You should include an obligation for the Supplier to either perform or state that they have performed reasonable diligence to verify the fact. Simply including a knowledge qualifier places no obligation on the Supplier to check the fact or become knowledgeable on it. Terms should drive the Supplier to behave the way you want especially if you are going to accept any risk.  With a knowledge qualifier alone there would be zero incentive for them to ask or perform any diligence as it could prevent them from making the sale and it would make them liable if they did know and still sold it to you.  Requiring reasonable diligence should reduce the risk and it opens the potential to claim that they failed to use reasonable diligence if a problem arises.
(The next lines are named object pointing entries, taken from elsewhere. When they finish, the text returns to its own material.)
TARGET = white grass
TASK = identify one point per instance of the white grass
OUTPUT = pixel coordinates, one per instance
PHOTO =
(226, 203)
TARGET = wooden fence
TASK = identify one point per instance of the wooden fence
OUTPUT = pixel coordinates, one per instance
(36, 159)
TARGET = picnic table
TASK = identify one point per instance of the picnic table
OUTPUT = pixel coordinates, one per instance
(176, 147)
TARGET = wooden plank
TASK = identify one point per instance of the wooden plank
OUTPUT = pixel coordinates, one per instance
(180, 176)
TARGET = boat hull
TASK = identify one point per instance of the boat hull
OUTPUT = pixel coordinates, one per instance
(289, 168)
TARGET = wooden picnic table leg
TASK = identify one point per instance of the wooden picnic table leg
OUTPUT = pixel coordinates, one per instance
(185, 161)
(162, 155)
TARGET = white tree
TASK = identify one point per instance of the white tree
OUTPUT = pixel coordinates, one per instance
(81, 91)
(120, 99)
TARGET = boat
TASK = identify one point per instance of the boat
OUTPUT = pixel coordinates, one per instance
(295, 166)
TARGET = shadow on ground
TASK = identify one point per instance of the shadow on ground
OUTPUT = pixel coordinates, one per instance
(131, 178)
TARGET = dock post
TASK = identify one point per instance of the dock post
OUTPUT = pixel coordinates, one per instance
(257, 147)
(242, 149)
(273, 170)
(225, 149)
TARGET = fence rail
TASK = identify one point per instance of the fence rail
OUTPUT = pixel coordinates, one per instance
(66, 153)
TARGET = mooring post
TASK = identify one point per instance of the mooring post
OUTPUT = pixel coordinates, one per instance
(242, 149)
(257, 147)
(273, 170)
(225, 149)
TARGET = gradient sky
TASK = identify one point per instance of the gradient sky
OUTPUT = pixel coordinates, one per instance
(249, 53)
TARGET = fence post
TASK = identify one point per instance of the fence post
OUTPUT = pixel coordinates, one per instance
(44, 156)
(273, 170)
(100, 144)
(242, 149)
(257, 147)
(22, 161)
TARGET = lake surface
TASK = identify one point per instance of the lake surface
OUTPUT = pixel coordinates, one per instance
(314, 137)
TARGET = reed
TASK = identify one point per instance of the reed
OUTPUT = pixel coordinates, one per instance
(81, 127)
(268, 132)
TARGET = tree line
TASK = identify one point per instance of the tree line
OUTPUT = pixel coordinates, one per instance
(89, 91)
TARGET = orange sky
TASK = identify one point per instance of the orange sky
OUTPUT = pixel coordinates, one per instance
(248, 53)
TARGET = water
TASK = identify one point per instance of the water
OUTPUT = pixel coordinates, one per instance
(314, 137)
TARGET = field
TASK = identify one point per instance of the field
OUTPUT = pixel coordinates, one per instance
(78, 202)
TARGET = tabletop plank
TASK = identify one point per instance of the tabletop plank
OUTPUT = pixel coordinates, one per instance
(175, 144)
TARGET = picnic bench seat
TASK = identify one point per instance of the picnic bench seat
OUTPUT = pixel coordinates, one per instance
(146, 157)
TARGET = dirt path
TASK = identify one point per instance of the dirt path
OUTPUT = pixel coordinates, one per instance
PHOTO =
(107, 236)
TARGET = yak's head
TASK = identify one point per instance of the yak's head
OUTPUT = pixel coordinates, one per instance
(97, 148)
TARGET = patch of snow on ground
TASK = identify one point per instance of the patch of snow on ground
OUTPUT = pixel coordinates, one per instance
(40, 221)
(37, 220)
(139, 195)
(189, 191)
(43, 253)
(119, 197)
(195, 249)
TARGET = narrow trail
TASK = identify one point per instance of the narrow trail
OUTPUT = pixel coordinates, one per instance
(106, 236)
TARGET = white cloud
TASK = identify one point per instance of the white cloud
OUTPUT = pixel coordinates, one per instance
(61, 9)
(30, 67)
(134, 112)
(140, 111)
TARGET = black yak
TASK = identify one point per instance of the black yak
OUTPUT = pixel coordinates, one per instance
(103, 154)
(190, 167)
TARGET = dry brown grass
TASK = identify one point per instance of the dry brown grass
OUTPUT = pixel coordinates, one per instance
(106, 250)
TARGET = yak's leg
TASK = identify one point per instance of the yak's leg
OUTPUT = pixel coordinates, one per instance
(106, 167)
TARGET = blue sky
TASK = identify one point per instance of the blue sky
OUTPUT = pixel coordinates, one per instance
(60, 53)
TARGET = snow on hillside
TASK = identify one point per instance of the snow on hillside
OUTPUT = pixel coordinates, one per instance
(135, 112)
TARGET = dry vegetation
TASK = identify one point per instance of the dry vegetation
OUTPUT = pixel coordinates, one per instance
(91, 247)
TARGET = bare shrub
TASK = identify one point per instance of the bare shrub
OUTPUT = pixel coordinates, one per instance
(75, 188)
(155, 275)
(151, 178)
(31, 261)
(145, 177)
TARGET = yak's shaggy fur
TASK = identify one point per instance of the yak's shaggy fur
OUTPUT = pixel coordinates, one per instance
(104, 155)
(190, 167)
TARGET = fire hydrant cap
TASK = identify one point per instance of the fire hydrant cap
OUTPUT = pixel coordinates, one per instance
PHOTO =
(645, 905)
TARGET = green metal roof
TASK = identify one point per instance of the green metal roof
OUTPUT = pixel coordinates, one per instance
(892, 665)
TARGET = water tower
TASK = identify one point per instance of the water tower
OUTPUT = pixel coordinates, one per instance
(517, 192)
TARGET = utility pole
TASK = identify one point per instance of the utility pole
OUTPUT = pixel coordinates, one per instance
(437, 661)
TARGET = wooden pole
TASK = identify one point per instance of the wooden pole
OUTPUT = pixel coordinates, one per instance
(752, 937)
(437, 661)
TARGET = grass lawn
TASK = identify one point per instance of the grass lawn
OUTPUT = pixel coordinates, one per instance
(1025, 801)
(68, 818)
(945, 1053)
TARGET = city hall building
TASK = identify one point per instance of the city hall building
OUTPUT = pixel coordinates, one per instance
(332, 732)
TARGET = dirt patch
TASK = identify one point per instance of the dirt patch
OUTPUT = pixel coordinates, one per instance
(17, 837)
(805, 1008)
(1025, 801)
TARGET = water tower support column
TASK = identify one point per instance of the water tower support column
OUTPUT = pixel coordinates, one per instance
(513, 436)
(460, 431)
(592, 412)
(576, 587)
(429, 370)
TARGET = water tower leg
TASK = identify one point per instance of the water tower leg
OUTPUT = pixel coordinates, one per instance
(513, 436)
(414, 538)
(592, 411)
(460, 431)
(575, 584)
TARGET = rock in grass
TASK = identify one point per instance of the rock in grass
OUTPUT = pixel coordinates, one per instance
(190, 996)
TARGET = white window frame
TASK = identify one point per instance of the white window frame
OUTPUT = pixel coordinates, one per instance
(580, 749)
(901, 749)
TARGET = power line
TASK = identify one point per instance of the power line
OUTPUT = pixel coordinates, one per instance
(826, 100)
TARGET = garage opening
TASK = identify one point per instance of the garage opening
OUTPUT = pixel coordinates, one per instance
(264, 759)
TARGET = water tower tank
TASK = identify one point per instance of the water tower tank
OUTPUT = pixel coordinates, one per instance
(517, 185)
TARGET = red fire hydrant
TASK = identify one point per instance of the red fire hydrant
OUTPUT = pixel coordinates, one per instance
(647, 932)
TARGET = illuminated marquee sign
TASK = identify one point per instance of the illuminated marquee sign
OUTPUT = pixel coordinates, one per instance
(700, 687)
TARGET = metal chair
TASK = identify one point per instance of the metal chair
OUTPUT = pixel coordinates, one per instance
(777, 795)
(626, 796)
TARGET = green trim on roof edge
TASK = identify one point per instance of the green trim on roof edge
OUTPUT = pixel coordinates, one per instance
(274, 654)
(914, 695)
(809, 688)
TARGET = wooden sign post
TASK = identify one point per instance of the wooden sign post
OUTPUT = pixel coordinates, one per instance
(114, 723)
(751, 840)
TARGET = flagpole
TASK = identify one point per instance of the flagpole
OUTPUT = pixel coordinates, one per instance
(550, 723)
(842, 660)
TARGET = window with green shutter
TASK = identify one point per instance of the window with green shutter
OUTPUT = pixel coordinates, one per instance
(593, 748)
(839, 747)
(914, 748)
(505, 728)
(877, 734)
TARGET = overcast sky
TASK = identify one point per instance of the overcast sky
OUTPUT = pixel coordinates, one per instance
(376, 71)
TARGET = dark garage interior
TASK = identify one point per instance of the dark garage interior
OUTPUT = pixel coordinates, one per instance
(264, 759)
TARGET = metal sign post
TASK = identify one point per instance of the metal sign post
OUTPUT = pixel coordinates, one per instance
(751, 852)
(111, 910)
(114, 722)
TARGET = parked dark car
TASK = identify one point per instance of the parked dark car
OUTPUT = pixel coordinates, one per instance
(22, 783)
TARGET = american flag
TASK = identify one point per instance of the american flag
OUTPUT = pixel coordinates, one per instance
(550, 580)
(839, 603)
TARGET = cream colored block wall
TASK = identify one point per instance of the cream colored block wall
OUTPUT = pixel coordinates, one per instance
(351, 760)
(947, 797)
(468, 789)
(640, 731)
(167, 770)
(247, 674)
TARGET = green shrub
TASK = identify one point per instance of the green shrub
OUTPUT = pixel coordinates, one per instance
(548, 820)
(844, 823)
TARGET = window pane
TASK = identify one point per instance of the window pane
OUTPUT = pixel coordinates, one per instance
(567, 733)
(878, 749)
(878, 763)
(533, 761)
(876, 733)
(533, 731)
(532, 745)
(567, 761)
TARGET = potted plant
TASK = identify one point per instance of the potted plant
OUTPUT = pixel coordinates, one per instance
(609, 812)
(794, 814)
The second issue is at what point in time is the knowledge commitment being made. If it is as of the date of signing the agreement and they subsequently gain knowledge of the problem, they have met their commitment because at the time of the signing they didn't know.  If you will be entering into an agreement where products or services are being delivered over an extended period, a commitment that they have no knowledge as of the date of execution of the agreement increases the potential magnitude and cost of the problem for you. If you must agree to a knowledge qualifier you should make the commitment be at the time of delivery for each purchase to mitigate the risk. That creates the situation where if they do subsequently discover the problem, they would have the obligation to correct it before selling you any more. If they sold the item with the knowledge of the problem it would be a breach of the agreement and subject them to damages and potential termination of the agreement.